US construction spending for April 1.2% versus a 0.2% expected | Forexlive

US construction spending for April 1.2% versus a 0.2% expected | Forexlive

Source Node: 2692021

Construction spending rises strongly in April

  • Prior month 0.3%
  • Total construction spending in April 2023 was estimated at a seasonally adjusted annual rate of $1,908.4 billion, marking an increase of 1.2 percent from the revised March estimate of $1,885.0 billion.
  • The spending figure for April 2023 was up by 7.2 percent from the estimate of April 2022, which stood at $1,780.9 billion.
  • The total construction spending for the first four months of 2023 amounted to $566.7 billion, an increase of 6.1 percent from $533.9 billion during the same period in 2022.
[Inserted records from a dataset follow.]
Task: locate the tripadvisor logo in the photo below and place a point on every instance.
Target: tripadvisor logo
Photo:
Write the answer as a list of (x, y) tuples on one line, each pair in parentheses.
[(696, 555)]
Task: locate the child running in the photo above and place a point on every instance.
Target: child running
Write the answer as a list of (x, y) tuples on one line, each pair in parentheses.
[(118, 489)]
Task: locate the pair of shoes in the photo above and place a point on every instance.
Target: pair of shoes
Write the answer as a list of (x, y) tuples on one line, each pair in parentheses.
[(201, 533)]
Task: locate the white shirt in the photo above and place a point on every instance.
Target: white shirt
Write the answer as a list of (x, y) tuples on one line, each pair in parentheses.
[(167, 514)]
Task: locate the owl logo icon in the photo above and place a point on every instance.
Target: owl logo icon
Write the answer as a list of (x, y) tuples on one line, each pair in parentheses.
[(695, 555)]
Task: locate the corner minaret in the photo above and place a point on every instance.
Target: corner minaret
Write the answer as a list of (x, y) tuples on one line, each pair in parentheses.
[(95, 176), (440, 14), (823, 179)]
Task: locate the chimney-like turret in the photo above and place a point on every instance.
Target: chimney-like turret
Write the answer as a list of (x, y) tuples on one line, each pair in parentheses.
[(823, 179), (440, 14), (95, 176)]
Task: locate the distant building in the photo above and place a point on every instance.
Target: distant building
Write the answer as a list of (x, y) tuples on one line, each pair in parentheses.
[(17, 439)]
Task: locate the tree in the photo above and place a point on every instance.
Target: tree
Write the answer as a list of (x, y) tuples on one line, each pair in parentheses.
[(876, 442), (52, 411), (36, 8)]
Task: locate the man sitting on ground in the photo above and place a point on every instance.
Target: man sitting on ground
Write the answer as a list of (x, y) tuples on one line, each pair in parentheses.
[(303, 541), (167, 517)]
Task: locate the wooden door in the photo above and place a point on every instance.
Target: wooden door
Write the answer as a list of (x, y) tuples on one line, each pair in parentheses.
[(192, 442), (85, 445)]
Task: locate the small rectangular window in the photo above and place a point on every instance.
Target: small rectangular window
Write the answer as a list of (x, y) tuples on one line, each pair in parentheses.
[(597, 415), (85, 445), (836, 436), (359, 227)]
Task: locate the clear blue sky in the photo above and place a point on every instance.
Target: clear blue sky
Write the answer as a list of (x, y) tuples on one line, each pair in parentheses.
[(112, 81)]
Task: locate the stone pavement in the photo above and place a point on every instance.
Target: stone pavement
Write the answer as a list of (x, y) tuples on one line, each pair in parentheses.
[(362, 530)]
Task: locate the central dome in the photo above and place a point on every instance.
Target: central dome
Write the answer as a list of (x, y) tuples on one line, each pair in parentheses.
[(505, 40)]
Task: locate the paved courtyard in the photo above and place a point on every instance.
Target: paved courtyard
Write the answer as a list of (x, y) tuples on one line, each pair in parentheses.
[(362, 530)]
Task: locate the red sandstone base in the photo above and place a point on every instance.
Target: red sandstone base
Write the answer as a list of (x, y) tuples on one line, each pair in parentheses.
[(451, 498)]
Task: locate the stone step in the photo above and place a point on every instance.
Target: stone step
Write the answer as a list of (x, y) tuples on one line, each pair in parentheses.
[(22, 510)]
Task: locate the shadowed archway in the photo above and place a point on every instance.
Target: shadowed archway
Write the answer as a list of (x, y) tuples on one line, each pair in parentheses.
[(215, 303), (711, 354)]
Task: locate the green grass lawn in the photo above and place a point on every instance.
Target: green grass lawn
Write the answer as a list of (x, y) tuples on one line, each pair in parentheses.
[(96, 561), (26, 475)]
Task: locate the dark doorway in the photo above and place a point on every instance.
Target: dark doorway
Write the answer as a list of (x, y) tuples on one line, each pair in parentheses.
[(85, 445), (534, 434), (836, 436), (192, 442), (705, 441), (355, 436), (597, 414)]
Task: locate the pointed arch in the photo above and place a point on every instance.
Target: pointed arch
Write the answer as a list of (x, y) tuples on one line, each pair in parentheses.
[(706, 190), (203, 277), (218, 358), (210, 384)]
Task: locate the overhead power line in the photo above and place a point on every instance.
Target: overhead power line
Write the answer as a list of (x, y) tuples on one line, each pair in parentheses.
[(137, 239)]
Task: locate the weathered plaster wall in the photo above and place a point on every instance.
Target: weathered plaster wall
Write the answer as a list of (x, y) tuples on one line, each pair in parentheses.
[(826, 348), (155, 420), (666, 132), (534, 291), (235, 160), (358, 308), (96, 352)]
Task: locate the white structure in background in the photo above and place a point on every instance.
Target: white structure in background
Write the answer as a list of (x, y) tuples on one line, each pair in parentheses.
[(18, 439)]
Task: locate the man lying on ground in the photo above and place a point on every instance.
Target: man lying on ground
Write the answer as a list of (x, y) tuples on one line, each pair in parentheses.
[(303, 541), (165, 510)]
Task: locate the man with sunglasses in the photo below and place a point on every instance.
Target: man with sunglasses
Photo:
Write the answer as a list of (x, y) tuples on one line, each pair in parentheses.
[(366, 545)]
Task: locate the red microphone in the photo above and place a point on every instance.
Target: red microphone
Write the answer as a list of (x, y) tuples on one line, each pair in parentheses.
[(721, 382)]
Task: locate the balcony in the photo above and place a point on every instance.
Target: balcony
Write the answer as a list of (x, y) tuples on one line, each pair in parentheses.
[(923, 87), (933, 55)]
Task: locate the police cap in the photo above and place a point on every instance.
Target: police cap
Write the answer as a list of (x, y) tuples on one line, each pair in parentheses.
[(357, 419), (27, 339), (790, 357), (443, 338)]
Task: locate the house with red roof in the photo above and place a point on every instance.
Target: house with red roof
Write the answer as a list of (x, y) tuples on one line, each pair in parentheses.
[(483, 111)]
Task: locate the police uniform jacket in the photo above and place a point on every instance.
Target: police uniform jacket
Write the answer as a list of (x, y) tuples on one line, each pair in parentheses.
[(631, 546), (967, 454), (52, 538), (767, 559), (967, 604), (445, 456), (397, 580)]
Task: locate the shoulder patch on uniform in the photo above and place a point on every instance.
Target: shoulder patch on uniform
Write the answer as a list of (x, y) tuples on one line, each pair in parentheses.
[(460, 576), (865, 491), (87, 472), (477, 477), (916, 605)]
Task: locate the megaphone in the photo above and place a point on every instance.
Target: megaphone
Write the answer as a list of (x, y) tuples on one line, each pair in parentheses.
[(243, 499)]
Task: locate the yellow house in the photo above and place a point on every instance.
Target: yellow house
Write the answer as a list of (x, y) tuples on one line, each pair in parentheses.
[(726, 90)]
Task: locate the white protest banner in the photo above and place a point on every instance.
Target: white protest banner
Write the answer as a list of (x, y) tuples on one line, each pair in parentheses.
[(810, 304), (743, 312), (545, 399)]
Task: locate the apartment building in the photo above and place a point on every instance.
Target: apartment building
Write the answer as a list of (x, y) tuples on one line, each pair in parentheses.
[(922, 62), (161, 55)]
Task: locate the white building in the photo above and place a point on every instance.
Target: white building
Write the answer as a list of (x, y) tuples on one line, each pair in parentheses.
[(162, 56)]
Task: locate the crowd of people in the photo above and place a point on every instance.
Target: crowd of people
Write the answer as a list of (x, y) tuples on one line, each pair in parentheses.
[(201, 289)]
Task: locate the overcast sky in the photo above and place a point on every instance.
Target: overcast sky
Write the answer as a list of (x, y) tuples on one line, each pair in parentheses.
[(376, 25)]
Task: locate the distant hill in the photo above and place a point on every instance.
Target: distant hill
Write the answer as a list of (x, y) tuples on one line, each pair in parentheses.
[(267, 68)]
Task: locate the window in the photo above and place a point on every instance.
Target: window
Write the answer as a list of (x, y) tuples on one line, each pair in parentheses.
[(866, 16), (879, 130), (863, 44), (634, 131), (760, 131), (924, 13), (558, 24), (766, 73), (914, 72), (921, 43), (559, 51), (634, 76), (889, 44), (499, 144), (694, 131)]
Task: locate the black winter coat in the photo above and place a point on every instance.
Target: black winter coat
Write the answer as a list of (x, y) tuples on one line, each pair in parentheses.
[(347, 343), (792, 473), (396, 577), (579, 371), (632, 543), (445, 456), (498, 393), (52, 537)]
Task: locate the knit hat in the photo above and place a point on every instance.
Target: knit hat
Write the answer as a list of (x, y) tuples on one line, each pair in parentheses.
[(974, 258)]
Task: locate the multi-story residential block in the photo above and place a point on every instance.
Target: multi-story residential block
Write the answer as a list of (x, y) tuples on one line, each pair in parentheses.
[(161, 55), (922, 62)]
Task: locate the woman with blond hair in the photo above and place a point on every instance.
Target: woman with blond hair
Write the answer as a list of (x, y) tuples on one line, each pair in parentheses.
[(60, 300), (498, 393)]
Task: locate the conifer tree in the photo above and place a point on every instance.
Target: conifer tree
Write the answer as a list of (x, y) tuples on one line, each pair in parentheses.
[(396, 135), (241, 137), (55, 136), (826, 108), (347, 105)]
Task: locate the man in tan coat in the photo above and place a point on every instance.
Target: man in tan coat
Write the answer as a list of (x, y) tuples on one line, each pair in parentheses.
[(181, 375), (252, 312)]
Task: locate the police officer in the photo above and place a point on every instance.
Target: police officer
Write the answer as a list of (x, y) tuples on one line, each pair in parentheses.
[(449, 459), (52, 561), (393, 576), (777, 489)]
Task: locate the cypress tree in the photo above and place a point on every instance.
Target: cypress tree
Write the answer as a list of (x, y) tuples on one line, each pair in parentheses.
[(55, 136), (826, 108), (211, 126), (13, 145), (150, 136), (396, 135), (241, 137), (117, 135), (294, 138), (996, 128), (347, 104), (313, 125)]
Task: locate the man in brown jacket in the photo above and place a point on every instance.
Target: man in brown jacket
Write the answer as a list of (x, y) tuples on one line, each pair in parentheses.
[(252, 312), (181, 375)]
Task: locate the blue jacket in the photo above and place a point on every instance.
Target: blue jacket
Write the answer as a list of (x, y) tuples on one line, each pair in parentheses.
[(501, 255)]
Details on Private and Public Construction Spending

  • Private construction spending was at a seasonally adjusted annual rate of $1,500.7 billion, an increase of 1.3 percent from the revised March estimate of $1,481.6 billion.
  • Within private construction, residential construction stood at an annual rate of $845.4 billion in April, marking a slight increase of 0.5 percent from the revised March estimate of $841.6 billion.
  • Nonresidential construction spending within the private sector was at an annual rate of $655.3 billion in April, an increase of 2.4 percent from the revised March estimate of $640.0 billion.
  • Public construction spending was estimated at a seasonally adjusted annual rate of $407.7 billion in April, up by 1.1 percent from the revised March estimate of $403.4 billion.
  • Within public construction, educational construction saw a minor decrease of 0.1 percent to an annual rate of $88.3 billion, compared to the revised March estimate of $88.4 billion.
  • Highway construction, also within the public sector, was at an annual rate of $124.7 billion in April, marking an increase of 1.3 percent from the revised March estimate of $123.1 billion.

There has been a lot of chatter about the lack of supply in the private housing market. With many homeowners locked in at much lower rates than the current near 7% level, the amount of existing homes on the market is still well below normal levels. New construction is more risky and takes time. Nevertheless, it is needed to get inventory levels back to more normal levels.